Haier’s 2Q23 reported net profit was up 12.6% YoY, which is largely in- line with market expectations. The strong sales performance of air- conditioner in 1H23 (+23% YoY) was the key driver that helped domestic revenue to grow 10% YoY, defying the weakness of property market. Premium brand Casarte has also undergone strategic adjustments in 1H23, and its sales is expected to accelerate in 2H23. For overseas, macro headwinds still exist in developed markets, which may weigh on the overall growth. Still, we believe Haier should be on track to deliver double-digit earnings in 2023 with its efforts on pushing digitalisation and brand revitalisation. Maintain BUY.
Key Factors for Rating
2Q23 results in-line as reported NP delivered 12% YoY growth. While 2Q23 revenue was up 8.4% YoY to RMB66.6bn, reported/adjusted net profit was up 12.6%/14.1% YoY to RMB5.0bn/RMB4.9bn respectively. This should be in-line with market expectations. The profit growth is mainly driven by a careful SG&A control, hence NPM expanded 0.3ppt to 6.8% in 1H23.
Air-con sales could still be strong in 2H23. Air-conditioners sales, which grew 23% YoY in 1H23, supported the overall domestic segment (+10% YoY)。 In addition to favourable hot weather that aided sales, such strong sales reflected the result of Haier’s efforts to strengthen the competitiveness of the segment, such as manufacturing all the necessary parts by itself, rebuilding the team and pushing digitalisation across all functions inside Haier. Although sales were down less than <10% in July and August 2023, it is confident that sales could rebound in 4Q23 with refined strategy.
Premiumisation in China still works. Haier also managed to accelerate the sales growth of its premium brand, Casarte, in 2Q23 to 14%, higher than 1Q23 (high S.D.)。 Haier is confident that the brand could continue to gain popularity in China as it will expand the presence to premium malls.
Some adjustments to overseas strategy to reignite growth. 2Q23 results have reflected slower growth, especially in Europe as the market was down YoY. Mgt. attributed that to high inflation, and decided to rebrand Candy.
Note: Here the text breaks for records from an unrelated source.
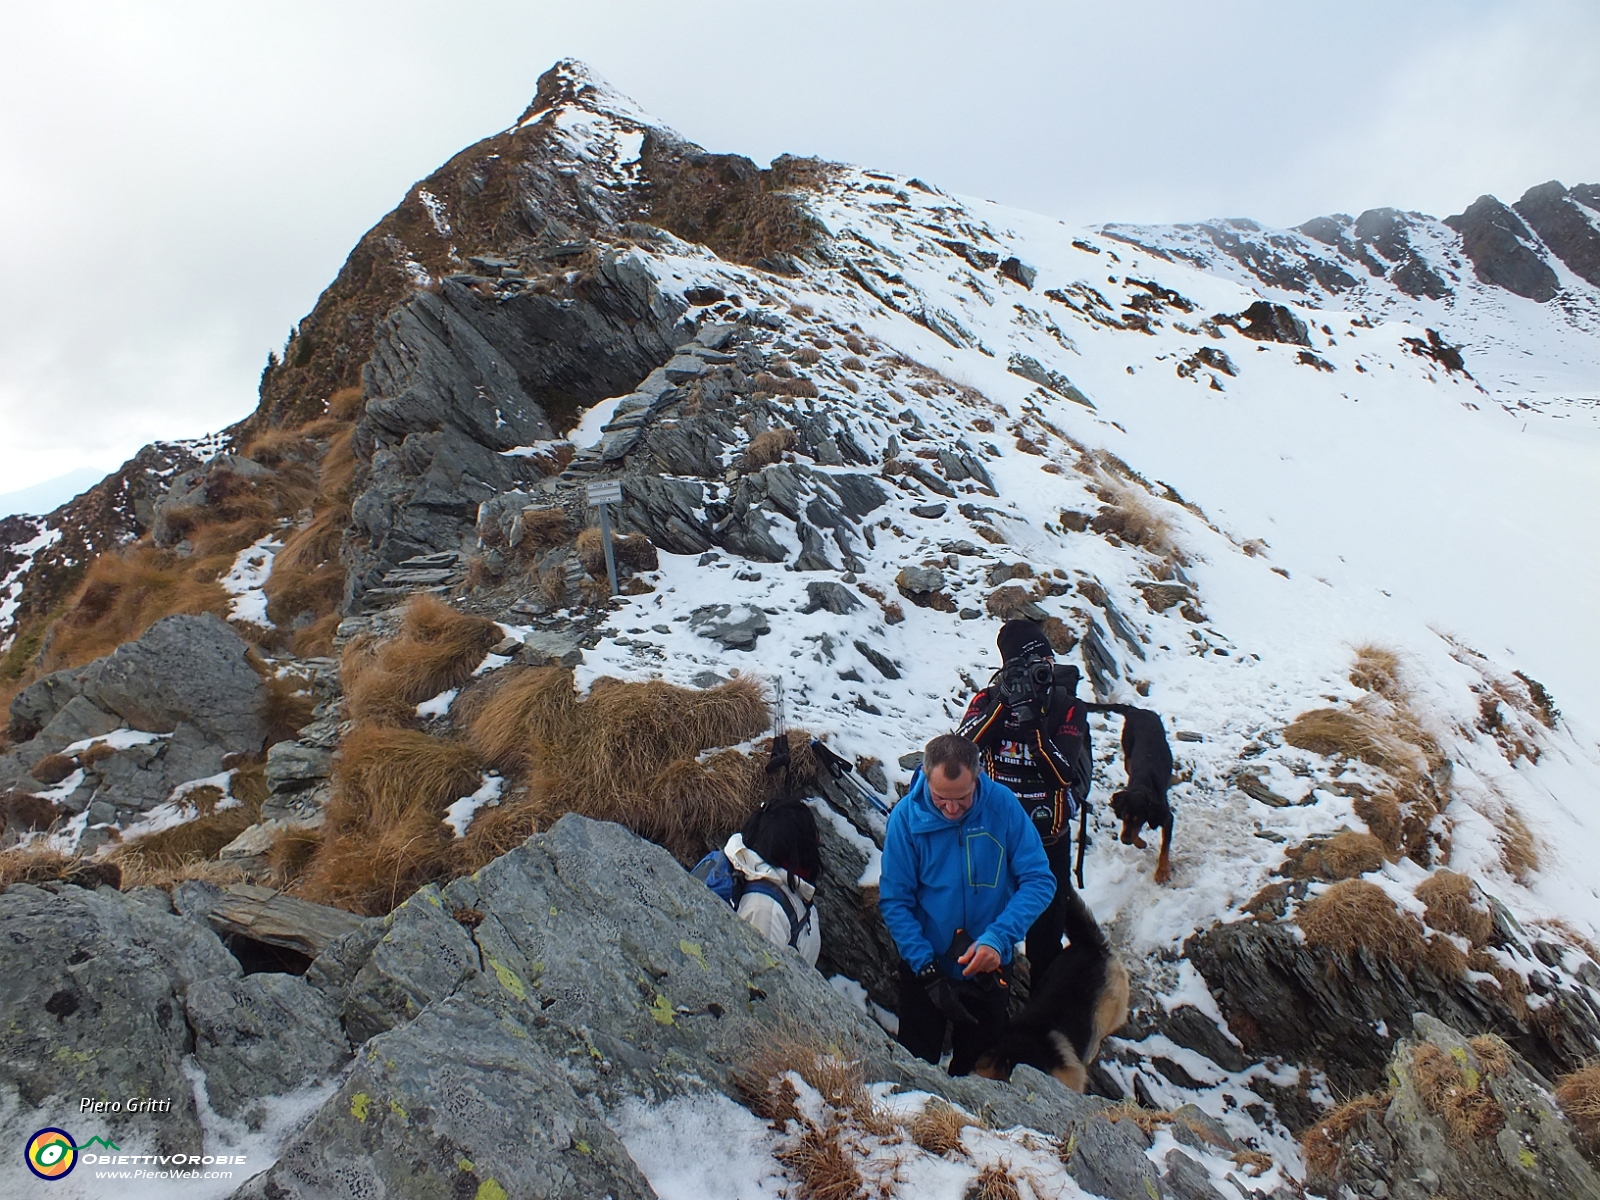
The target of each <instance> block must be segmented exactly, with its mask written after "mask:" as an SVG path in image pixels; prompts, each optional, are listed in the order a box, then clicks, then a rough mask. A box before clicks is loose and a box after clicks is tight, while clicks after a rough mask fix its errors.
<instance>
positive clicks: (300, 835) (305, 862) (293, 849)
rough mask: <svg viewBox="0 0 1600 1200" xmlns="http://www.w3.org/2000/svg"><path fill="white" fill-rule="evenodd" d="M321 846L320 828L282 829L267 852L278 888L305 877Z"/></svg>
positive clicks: (301, 826) (279, 831) (320, 834)
mask: <svg viewBox="0 0 1600 1200" xmlns="http://www.w3.org/2000/svg"><path fill="white" fill-rule="evenodd" d="M320 845H322V829H320V827H315V829H307V827H304V826H290V827H286V829H280V830H278V834H277V837H274V838H272V848H270V850H269V851H267V866H269V867H270V869H272V877H274V880H277V883H278V886H286V885H288V883H293V882H294V880H298V878H299V877H301V875H304V874H306V867H309V866H310V861H312V858H314V856H315V854H317V848H318V846H320Z"/></svg>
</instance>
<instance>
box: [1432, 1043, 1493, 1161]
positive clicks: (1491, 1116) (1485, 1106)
mask: <svg viewBox="0 0 1600 1200" xmlns="http://www.w3.org/2000/svg"><path fill="white" fill-rule="evenodd" d="M1464 1059H1466V1056H1464V1054H1462V1056H1461V1059H1458V1058H1456V1054H1451V1053H1450V1051H1445V1050H1440V1048H1438V1046H1435V1045H1434V1043H1430V1042H1422V1043H1419V1045H1418V1046H1416V1048H1414V1050H1413V1051H1411V1080H1413V1082H1414V1083H1416V1090H1418V1094H1419V1096H1421V1098H1422V1104H1424V1107H1426V1109H1427V1110H1429V1112H1432V1114H1434V1115H1435V1117H1443V1118H1445V1128H1446V1130H1450V1139H1451V1141H1453V1142H1454V1144H1456V1146H1470V1144H1474V1142H1480V1141H1486V1139H1488V1138H1493V1136H1494V1134H1496V1133H1499V1131H1501V1126H1502V1125H1506V1109H1502V1107H1501V1106H1499V1102H1498V1101H1496V1099H1494V1098H1493V1096H1491V1094H1490V1093H1488V1091H1486V1090H1485V1086H1483V1075H1482V1074H1478V1072H1477V1070H1472V1069H1470V1067H1469V1066H1467V1064H1466V1062H1464Z"/></svg>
The pricing is higher than before, and mgt. expected the profitability of the European segment will improve significantly in 2H23.
Valuation
We slightly adjusted our 2023-25 EPS forecasts by -2.0% to +0.2% after 1H23 earnings, and we expect Haier should be able to deliver c.15% EPS growth on an adjusted basis in 2023. Maintain BUY. Our TP is adjusted to HK$29.0, based on 15x 2023E P/E, and a HKDCNY rate of 0.93.